Bored bouncers peered out of empty bars along Bourbon Street as the few die-hard tourists wandered the cobblestones. Many restaurants had closed, and some hotels told guests to check out by midday yesterday.
Louisiana Governor Bobby Jindal, who has recommended voluntary evacuations, urged people to prepare for the worst.
"If you are in a low-lying area and are thinking about evacuating, today is the day to do that," he said. Mayor Mitch Landrieu did not activate a mandatory evacuation for Isaac.
Instead, officials urged residents to hunker down and make do with the supplies they had. Federal officials said the updated levees around New Orleans are equipped to handle storms stronger than Isaac.

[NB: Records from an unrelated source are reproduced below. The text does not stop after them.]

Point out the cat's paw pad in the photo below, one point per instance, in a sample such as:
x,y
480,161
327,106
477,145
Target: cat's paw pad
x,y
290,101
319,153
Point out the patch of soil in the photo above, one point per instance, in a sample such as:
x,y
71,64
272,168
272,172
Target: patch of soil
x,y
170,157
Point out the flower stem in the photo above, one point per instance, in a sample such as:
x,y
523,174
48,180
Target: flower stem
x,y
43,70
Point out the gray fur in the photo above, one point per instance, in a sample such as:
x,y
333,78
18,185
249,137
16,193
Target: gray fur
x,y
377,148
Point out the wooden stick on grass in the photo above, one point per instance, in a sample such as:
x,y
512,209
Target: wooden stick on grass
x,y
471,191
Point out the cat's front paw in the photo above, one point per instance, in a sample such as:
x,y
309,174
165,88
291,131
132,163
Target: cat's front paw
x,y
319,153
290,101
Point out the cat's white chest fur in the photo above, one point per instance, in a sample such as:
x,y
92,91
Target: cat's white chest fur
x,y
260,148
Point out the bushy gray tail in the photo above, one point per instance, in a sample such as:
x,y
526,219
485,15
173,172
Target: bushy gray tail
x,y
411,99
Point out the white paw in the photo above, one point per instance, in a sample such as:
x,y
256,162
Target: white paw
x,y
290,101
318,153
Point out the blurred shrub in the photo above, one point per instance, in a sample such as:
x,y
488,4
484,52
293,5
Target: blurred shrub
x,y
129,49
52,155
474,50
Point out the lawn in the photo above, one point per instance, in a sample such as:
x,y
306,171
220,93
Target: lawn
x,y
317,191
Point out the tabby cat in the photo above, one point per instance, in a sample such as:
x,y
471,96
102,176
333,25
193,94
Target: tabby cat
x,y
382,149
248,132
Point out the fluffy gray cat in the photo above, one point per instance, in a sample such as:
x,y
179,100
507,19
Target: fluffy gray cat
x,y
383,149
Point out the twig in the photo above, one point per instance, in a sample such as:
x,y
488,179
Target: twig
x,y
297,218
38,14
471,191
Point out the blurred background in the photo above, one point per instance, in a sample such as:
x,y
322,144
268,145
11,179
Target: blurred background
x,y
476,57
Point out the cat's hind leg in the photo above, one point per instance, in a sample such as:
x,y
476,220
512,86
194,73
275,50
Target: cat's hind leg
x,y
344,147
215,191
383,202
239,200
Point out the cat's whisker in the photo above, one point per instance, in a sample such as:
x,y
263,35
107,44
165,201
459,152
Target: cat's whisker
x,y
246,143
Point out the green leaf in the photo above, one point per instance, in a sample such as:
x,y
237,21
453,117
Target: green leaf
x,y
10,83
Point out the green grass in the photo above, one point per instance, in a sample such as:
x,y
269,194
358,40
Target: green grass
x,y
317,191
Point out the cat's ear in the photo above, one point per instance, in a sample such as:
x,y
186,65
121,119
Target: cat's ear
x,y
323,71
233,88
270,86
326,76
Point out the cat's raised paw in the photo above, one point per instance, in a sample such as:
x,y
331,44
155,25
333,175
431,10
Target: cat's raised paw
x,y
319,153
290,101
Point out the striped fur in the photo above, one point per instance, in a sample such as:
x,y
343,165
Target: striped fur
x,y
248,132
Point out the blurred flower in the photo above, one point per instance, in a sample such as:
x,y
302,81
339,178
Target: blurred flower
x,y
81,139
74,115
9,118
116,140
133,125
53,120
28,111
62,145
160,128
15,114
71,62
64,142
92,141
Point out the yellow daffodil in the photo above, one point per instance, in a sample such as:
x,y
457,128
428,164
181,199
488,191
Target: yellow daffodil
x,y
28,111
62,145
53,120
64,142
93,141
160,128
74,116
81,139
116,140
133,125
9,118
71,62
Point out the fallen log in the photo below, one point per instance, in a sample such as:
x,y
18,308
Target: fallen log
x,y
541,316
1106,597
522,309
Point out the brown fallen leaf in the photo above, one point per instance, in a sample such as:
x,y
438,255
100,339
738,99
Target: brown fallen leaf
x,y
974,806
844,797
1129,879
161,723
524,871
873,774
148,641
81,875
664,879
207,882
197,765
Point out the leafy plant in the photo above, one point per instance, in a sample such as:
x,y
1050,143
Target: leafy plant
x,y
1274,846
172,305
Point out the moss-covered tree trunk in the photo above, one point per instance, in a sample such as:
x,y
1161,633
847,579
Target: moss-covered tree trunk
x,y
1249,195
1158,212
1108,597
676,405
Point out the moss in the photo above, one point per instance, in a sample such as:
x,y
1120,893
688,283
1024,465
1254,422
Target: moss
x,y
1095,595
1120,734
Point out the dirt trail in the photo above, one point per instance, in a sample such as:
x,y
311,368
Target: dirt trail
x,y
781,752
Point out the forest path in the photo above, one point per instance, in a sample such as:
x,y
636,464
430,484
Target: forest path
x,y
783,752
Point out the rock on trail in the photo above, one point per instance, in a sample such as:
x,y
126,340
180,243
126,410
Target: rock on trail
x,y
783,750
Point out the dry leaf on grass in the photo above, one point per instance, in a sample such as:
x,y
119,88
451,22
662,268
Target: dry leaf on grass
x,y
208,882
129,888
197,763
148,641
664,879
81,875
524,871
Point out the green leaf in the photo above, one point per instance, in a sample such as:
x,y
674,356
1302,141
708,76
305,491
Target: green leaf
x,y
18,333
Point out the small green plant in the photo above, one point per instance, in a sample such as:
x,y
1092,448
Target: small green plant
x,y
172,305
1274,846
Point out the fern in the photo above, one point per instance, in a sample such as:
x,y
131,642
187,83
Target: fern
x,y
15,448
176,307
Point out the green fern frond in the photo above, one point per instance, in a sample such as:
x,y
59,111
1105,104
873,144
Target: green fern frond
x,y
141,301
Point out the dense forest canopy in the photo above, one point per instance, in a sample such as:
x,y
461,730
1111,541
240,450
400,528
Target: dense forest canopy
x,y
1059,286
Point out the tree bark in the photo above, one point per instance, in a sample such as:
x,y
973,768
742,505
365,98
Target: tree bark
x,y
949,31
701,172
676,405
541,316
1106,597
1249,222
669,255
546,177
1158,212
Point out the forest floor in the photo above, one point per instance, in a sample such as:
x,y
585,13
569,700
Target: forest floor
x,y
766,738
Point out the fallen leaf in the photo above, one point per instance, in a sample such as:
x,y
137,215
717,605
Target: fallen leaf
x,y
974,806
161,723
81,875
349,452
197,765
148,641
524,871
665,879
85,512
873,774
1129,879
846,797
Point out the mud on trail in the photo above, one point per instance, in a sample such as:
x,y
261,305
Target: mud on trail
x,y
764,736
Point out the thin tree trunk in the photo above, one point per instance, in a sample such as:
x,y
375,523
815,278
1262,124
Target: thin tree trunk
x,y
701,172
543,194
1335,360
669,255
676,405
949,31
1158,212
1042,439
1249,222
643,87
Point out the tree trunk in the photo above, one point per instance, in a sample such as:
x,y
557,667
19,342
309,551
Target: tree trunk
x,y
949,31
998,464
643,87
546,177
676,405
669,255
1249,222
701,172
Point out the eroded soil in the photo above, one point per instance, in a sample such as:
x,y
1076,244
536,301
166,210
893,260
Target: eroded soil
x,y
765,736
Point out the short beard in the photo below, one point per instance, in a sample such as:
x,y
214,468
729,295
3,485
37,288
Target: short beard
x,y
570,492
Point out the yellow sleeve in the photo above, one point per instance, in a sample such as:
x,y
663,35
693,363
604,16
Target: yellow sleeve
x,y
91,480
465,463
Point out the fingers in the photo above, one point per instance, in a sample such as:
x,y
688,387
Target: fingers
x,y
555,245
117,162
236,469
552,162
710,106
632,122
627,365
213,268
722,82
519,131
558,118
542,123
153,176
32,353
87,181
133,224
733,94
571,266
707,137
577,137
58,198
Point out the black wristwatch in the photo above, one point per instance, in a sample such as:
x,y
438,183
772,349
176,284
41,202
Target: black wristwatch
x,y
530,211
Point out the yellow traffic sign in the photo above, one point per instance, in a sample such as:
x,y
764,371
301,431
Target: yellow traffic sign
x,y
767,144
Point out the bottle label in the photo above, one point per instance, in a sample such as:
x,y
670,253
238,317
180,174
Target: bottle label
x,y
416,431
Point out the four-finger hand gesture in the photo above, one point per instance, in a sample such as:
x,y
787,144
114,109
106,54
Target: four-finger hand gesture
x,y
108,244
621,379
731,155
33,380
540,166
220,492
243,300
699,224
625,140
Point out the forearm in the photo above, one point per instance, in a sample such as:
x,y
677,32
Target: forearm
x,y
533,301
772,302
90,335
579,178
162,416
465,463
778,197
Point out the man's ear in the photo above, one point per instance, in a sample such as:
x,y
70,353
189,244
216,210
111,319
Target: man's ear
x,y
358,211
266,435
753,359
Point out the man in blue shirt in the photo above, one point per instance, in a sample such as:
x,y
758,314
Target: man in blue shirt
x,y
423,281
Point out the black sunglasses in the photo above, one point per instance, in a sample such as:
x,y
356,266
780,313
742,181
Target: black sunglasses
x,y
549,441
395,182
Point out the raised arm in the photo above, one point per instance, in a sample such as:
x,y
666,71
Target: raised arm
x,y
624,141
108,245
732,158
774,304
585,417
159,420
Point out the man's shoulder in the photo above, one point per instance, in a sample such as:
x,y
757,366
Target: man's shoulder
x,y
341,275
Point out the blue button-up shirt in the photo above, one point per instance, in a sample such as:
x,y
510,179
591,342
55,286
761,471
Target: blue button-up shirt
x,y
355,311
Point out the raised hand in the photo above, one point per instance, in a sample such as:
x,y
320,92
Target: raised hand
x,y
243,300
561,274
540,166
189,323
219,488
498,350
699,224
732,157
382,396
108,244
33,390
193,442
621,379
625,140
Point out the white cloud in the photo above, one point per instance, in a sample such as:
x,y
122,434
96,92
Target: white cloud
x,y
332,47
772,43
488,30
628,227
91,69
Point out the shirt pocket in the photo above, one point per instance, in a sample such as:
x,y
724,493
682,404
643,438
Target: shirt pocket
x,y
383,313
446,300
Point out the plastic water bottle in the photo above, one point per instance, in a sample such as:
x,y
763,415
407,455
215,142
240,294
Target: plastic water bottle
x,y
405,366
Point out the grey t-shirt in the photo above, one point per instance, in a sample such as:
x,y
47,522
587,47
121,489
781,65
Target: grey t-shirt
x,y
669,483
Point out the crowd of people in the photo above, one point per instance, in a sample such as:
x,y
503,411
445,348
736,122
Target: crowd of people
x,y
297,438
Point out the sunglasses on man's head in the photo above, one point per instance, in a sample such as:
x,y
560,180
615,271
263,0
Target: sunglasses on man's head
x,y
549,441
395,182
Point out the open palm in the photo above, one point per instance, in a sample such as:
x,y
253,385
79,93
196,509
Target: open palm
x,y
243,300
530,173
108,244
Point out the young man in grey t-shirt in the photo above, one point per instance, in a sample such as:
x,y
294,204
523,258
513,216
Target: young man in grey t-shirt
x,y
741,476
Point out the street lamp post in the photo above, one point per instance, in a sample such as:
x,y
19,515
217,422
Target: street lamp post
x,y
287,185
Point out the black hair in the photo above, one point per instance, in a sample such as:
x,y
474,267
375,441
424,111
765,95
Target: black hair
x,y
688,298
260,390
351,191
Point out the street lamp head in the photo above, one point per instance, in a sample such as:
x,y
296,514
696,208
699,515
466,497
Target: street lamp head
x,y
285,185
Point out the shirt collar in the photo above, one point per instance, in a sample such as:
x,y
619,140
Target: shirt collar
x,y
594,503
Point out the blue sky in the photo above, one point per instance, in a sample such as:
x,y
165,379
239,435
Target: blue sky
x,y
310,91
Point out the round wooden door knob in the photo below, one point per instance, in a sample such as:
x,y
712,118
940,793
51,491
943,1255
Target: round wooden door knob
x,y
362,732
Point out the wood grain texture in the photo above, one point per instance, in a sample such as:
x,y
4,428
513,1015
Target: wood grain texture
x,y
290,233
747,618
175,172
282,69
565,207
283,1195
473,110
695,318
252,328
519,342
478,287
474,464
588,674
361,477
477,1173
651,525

The Army Corps of Engineers was given about US$14 billion to improve flood defences, and most of the work is finished.
But anxiety was high, especially in the city's Lower 9th Ward, wiped out by Katrina after floodwalls burst and let the waters rush in.
"I don't really trust the levees," said Robert Washington, who planned to evacuate along with his wife and five children.
"I don't want to take that chance. I saw how it looked after Katrina back here."
The Federal Emergency Management Agency (FEMA) said its National Response Co-ordination Centre had been activated.
Mississippi activated 1,500 National Guard troops on Monday and Louisiana issued orders to approximately 4,100 soldiers and airmen in preparation of Isaac making landfall.
States of emergency were in effect in Louisiana, Mississippi, Alabama and Florida.
The NHC warned that Isaac could dump up to 45cm of rain along the Gulf coast and spawn "isolated tornadoes" over central and northwestern Florida.
The US government said 78 per cent of the oil production in the Gulf of Mexico had been halted and 346 offshore oil and gas production platforms and 41 rigs evacuated.
Isaac brought rain and choppy seas to the US coast after battering impoverished Haiti -where 19 people died - and Cuba over the weekend.